The two companies are just trying to outlast the other one until they are the only one left.
So it's not really enshitification as much as you were previously getting the deal of a lifetime.
There are some predatory pricing laws, but they're much more narrow than most people believe. There is no law requiring things to be sold for more than it costs to produce.
I think it's funny that these topics make people angry enough to demand that we make laws to force companies to raise prices. We'll stick it to these companies by forcing them to charge us more! That will show them!
Such laws would be very bad for startups and newcomers because they'd be forced to price their new product higher than established competitors who have economies of scale. It would be a nice handout to the big companies.
This is dumping and it is international trade. Maybe you don't realize it because you're American and have internalized it as business as usual.
These companies probably need to be forced to at least try to price their products at a level that would be sustainable long term.
I think it's funny that we're getting subsidized and discounted services and this makes some people so angry that the comment section is demanding laws that would force companies to charge us more.
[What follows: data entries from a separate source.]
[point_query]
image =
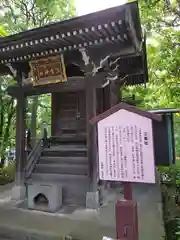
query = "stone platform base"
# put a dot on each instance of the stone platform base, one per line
(16, 223)
(44, 196)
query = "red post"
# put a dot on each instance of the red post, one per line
(126, 216)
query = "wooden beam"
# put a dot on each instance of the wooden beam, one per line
(73, 84)
(91, 132)
(20, 139)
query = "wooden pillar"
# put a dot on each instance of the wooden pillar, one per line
(91, 132)
(20, 139)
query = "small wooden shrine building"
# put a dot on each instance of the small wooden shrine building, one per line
(82, 62)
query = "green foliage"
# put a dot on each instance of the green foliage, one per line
(16, 16)
(171, 201)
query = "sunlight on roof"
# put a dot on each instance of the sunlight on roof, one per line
(84, 7)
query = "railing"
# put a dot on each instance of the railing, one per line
(35, 154)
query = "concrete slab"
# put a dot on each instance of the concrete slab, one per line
(84, 224)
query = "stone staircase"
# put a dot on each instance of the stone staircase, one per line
(65, 162)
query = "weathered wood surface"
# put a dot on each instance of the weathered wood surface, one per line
(33, 157)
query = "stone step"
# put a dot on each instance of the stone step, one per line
(62, 169)
(72, 123)
(63, 160)
(69, 138)
(74, 187)
(66, 150)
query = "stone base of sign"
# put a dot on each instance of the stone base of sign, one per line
(18, 192)
(92, 200)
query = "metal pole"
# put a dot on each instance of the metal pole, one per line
(126, 216)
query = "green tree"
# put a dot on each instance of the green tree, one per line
(161, 21)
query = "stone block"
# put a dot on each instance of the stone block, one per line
(45, 196)
(92, 200)
(18, 192)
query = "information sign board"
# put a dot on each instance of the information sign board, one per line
(126, 151)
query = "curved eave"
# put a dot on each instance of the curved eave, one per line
(118, 25)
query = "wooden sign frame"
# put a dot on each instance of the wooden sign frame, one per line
(48, 70)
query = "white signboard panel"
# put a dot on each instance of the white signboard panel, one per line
(125, 142)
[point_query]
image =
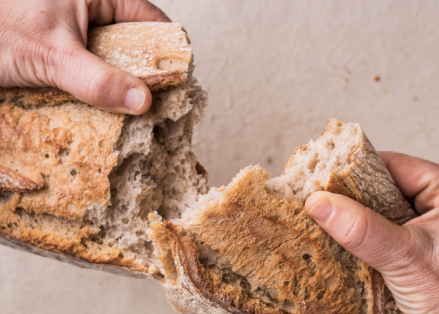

> It's classic anticompetitive behavior.
well, "competition is for losers" isn't it?And a slightly lower price.
If it succeeds they can adjust pricing later.
Otherwise they are messing with their new and old customers heads, regarding a service with a name that ought to be reliably interpretable. And seriously messing with their own credibility. Wrong kind of A/B test.
This is incompetence which i would normally discount. But Anthropic seems to be falling all over themselves to irritate customers.
Plenty of Pro subscribers never touch claude-code.